Stanley G. Jones, commissioner of the Indiana Commission for Higher Education, touted his state’s effort to adopt performance-based funding incentives slowly, over the course of several years and budget cycles. Currently, only a small percentage of the state’s appropriations are based on student outcomes. In addition to base funds determined by enrollments, Indiana’s funding formula provides additional dollars to institutions depending on how many more degrees they award from year to year. Jones noted that in the coming fiscal year, the state is planning also to consider course completion rates when allotting incentive funds.
This gradual transition, Jones said, is integral to changing institutional focus from enrollments to outcomes and avoiding pitting institutions against one another. By contrast, Ohio legislators are currently debating whether to shift completely to this style of funding next fiscal year, without any transition.
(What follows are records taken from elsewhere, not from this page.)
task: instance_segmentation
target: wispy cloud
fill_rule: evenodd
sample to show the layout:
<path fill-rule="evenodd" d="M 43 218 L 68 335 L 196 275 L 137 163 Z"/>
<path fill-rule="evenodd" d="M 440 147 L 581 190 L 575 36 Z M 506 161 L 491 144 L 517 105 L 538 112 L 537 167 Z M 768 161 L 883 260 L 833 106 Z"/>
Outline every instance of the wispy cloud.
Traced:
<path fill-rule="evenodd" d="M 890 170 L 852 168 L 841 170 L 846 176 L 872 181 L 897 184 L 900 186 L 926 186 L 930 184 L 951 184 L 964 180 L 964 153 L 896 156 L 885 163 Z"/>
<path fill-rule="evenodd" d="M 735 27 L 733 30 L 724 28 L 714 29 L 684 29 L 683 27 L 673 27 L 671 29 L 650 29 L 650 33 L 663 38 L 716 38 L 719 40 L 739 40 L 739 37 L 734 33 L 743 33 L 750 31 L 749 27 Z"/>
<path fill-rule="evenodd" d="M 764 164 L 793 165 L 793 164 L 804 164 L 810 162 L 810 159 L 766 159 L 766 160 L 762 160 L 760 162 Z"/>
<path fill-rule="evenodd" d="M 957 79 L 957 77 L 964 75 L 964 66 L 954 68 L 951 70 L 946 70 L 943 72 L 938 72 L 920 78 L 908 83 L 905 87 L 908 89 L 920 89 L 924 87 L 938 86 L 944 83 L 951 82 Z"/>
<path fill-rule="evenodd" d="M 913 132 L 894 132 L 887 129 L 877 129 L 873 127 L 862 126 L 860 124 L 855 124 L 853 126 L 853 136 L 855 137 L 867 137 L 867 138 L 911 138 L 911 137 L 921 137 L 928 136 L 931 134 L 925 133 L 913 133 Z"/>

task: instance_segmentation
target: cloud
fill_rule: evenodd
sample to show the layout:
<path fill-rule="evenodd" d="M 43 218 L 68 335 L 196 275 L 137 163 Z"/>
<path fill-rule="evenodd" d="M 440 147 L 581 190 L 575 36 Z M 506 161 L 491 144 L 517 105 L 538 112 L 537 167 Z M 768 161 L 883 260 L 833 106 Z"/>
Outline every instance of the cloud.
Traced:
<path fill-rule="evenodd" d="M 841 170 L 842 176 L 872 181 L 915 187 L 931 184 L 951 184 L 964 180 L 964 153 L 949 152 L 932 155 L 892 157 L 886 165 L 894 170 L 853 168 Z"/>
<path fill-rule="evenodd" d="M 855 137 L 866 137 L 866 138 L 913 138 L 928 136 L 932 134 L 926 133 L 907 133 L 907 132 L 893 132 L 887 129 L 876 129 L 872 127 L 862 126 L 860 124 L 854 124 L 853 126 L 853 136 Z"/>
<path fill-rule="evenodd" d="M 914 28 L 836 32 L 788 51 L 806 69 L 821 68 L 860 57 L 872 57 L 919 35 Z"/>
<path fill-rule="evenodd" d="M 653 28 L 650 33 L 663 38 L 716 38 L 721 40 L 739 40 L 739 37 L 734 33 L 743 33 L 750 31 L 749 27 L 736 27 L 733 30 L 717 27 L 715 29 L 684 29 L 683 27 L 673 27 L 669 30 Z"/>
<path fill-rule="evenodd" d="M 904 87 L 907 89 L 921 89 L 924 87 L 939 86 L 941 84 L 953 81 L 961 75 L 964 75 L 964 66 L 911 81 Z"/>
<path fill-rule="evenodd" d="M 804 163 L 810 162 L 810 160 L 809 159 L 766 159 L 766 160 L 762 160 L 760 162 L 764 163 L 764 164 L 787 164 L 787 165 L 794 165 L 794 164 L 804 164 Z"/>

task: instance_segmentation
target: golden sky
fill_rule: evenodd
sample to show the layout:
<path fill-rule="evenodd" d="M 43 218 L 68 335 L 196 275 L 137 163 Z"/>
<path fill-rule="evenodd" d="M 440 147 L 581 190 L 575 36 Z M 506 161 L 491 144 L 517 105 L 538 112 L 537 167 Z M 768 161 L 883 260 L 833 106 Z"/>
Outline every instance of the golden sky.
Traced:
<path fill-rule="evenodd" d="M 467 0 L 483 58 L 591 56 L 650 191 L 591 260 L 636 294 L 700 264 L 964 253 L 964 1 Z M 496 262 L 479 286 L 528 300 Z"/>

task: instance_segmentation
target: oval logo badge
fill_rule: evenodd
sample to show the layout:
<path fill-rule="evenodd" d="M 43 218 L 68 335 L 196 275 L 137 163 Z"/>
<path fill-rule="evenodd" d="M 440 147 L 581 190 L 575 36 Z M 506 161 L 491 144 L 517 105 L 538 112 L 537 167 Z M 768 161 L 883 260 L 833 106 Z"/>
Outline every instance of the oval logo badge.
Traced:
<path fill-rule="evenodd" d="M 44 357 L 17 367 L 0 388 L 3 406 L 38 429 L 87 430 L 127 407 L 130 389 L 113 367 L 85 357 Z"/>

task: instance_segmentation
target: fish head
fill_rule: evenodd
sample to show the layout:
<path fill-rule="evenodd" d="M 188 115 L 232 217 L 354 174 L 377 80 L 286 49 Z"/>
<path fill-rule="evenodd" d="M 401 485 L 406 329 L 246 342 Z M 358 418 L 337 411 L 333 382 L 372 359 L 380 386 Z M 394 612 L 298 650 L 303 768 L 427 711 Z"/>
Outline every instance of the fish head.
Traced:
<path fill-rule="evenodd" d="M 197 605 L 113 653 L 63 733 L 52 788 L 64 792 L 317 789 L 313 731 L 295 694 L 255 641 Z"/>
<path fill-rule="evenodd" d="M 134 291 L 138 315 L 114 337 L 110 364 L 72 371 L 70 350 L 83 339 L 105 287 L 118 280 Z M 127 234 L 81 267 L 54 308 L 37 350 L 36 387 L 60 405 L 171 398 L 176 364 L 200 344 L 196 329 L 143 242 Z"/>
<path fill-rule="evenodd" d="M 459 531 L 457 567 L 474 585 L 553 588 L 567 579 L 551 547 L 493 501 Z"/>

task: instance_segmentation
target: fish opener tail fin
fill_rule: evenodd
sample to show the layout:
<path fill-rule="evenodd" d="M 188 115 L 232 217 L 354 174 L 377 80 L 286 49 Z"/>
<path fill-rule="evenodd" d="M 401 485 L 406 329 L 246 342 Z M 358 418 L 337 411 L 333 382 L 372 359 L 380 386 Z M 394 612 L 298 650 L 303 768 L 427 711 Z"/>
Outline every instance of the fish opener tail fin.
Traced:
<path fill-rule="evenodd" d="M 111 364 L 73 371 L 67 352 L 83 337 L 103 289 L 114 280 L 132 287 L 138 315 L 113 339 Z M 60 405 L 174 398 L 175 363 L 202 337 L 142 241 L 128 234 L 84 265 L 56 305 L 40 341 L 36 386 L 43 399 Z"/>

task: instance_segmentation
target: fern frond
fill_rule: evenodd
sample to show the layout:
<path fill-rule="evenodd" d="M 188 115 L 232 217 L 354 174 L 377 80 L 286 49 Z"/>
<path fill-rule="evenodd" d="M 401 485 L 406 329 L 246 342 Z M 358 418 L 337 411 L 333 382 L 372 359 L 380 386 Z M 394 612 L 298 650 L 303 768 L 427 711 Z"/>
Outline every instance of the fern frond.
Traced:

“Only by shifting funding cycles can you make people pay attention,” said Jones, adding that public institutions in his state will have to find a way to lobby for additional funds in the context of their graduation rates.
Although this funding model is geared toward four-year institutions, there was some talk on the panel of encouraging a slightly altered formula to improve community college completion rates.
Richard M. Rhodes, president of El Paso Community College, said there has been discussion of introducing such a model in Texas. Instead of basing funding strictly on course completion and graduation rates -- as this would bankrupt many two-year institutions, considering their poor figures -- such an altered formula would award funds to community colleges based on their ability to improve these rates from year to year, and to attract low-income students.
Rhodes has also encouraged another legislative reform in Texas, this one aimed at improving completion rates at his community college. Currently, the state finances remedial education programs as normal, 16-week courses. El Paso, however, has had more success with students who enter short, two- or three-week remedial courses to prepare for college placement tests. As a result, Rhodes is lobbying the state to endorse non-course based funding for all developmental education programs so that his institution can direct money to a system it has found to encourage retention.
Representatives from the Bill & Melinda Gates Foundation and MDRC, a social policy research organization, were also on hand to discuss their ongoing efforts to improve college completion. Following up on a study it did in pre-Katrina Louisiana, MDRC is working on a nationwide study to examine the longterm effects of performance-based scholarship programs among groups of low-income students. Initial findings from this study should be available by the end of the year.
Debate about the federal budget continues on Capitol Hill, following last week’s non-binding blueprints passed by the House of Representatives and the Senate.